The nAtya saSt'ram by Dr.pONamgi srIrAma appArAvu

The nAtya saSt'ram of Barat'amuni Translated into English by A Board of Scholars.

Notes from Kuchipudi Kalakshetram, Visakhapatnam. 

Slokam 1 :
Summary: This slokam was told by Sage Bharata to the other rishis. This slokam says: I bow my head reverentially to Lord Nataraja, the creator of dance and Lord Brahma, the creator of Natya Sastra. I hereby reveal the science of dance, as it was told to me by Lord Brahma (the creator of Natya Shatra).

Slokam 2 :
Summary: While offering prayers to the celestials, the anjali hastha (both the palms with the fingers all stretched, facing each other and put together) should be held above the head; to the Guru, in front of the forehead; and to all elders, in front of the chest. For others there are no specified rules.

Slokam 3 :
Summary: I pay my salutations to Mother Earth (Bhumi Devi) who is conceived from Lord Vishnu's power and strength. She, who is endowed with precious gems and a magnificent horizon of picturesque colors, is the embodiment of beauty and wealth.

Slokam 4 :
Summary: Oh Mother Earth, you who are dressed by the blue oceans and have the mountains as breasts, please forgive me for stamping on you with my feet while dancing.

Slokam 5 :
Summary: The Saushtavam posture of a dancer is described in the above slokam.
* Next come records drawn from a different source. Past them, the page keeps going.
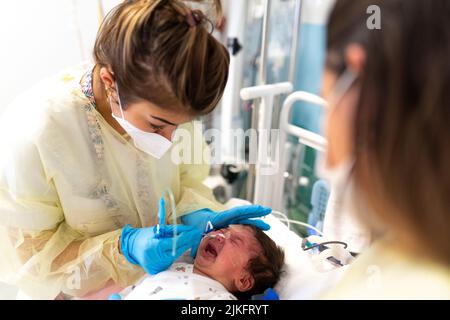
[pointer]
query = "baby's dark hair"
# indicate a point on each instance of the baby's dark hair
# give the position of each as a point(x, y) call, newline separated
point(266, 267)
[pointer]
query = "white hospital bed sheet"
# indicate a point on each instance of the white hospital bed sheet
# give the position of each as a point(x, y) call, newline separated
point(303, 277)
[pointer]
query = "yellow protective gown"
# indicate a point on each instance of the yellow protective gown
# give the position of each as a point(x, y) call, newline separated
point(69, 183)
point(383, 272)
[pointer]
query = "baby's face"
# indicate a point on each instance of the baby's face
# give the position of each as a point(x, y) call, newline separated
point(225, 256)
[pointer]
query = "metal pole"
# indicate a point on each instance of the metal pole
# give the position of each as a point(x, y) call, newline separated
point(261, 81)
point(295, 40)
point(264, 45)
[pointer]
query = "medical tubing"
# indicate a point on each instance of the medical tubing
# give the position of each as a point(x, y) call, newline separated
point(171, 197)
point(282, 216)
It is defined as the alignment of the ears with the waist; the elbows and the shoulders with the neck; while having the body stretched forward, with the chest raised. This is called Saushtavam.

Slokam 6 :
Summary: A Matrka is formed by the combination of stanakas, charis and nritta hastas. A few matrkas form a karanaa.

Slokam 7 :
Summary: To execute a karana, the left hand should be placed in front of the chest and the feet should be turned to the side. Dance should be started with the right hand and right foot.

Slokam 8 :
Summary: Through dance, one can attain the goals of human life (the four purusharthas: dharma, ardha, kaama and moksha), name and fame and is also said to be ideal for providing a righteous path for future generations.

Slokam 9 :
Summary: Lord Brahma said,“ I hereby describe Natya, which is enriched by all sciences and all sculptures, and which can be considered as the Panchama Veda (fifth holy scripture)”.
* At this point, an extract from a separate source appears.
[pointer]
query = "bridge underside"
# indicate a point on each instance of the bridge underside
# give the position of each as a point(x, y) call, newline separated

Note: Sastraas are identified as six. They are as follows:
  1. Vyakaranam
  2. Chandassu
  3. Nyayamu
  4. Jyotishyamu
  5. Niruktam
  6. Meemamsa

Slokam 10 :
Summary: Lord Brahma created Natya Sastra by incorporating literature (PaaTham), music (Geetam), expression (Abhinayamu) and emotion (Rasa) extracting each of them from Rig, Sama, Yajur and Atharvana Vedas respectively.

Slokam 11 :
Summary: There is no jnaanam, no silpam, no vidya, no yogam and no karma in the world that is not already present in Natya.

Slokam 12 :
Summary: The nature of the world is a combination of happiness and sorrow which exist in equal measure. When this is expressed through different movements of our body, it is called Natya.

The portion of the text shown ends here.